Su nueva obra da un giro a su trayectoria literaria. Las dos novelas anteriores componen una saga formada por «Amnesia» y «Realidad» (Círculo Rojo). La primera parte del interés que le generó un trabajo de clase que la llevó a investigar sobre esta enfermedad por aquello de las búsquedas cruzadas que van surgiendo en internet, aunque luego el trabajo lo hiciera de otra cosa. Ahí nació el personaje de Helena que siguió creciendo en su segunda obra.

Ángela  Bonilla ofrece en su juventud, cargada de experiencia literaria como lectora y como escritora, un testimonio de la génesis de la pasión por la literatura y de la forma en la que una nueva generación se relaciona con los libros y con la lectura. Ella ha sido siempre una lectora voraz, desde los cuatro años. Desde entonces en su casa sus regalos casi siempre fueron libros. Con trece años ya había escrito una novela que publicó en una aplicación para teléfonos móviles, donde la gente compartía textos. Pero la borró, consecuencia de una de las notas que reconoce la definen a la hora de escribir  y que, hasta cierto punto, la atormentan: es muy perfeccionista. Ahora lo lamenta, podía haberla mejorado y tal vez publicarla.

Reconoce que actualmente una chica que lee es algo diferente, porque en la sociedad actual hay mucha gente que no tiene nunca un libro en las manos. Y entre los jóvenes aún más, explica. Está el móvil de por medio, quemando tiempo y ganas. «Yo muchas veces me enfado conmigo misma por dedicar mucho tiempo al móvil, porque el tiempo es muy valioso para perderlo» reconoce. Su propuesta de antídoto es llevar siempre un libro en la mochila (sus pruebas con los libros electrónicos no han sido satisfactorias) y el contacto directo con la gente, «detrás de una pantalla se pueden ocultar los sentimientos»; sobre todo para hablar de libros y de literatura.

 Ya ha tenido algunas de esas experiencias de comunión literaria con los lectores que son gasolina pura para los creadores. Una mujer recorrió la feria del libro buscándola con una foto suya en un periódico para que le firmara una de sus obras, porque estaba segura de iba a servirle de ayuda a su hija que lo estaba pasando mal.

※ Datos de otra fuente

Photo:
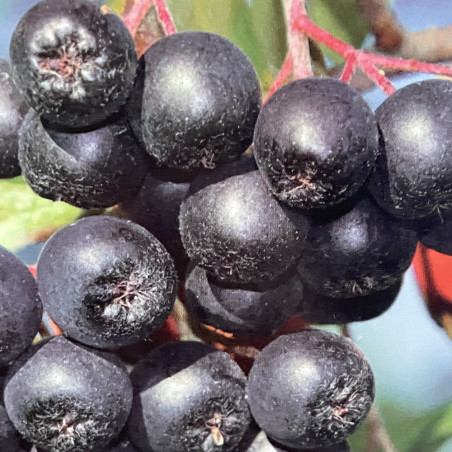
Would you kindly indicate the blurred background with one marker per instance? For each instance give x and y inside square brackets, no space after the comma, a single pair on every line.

En su futuro contempla más libros, ya tiene ideas para algunos. Está estudiando la carrera de Psicología y Criminalística y en ella afirma encontrar un buen filón literario. Ahora la escritura es puro disfrute. Suele hacerlo de noche. Muchas de las ideas le llegan en la ducha y acto seguido las escribe. Aunque vivir de los libros es una posibilidad que le seduce, también en la carrera que ha comenzado este año encuentra una opción laboral interesante.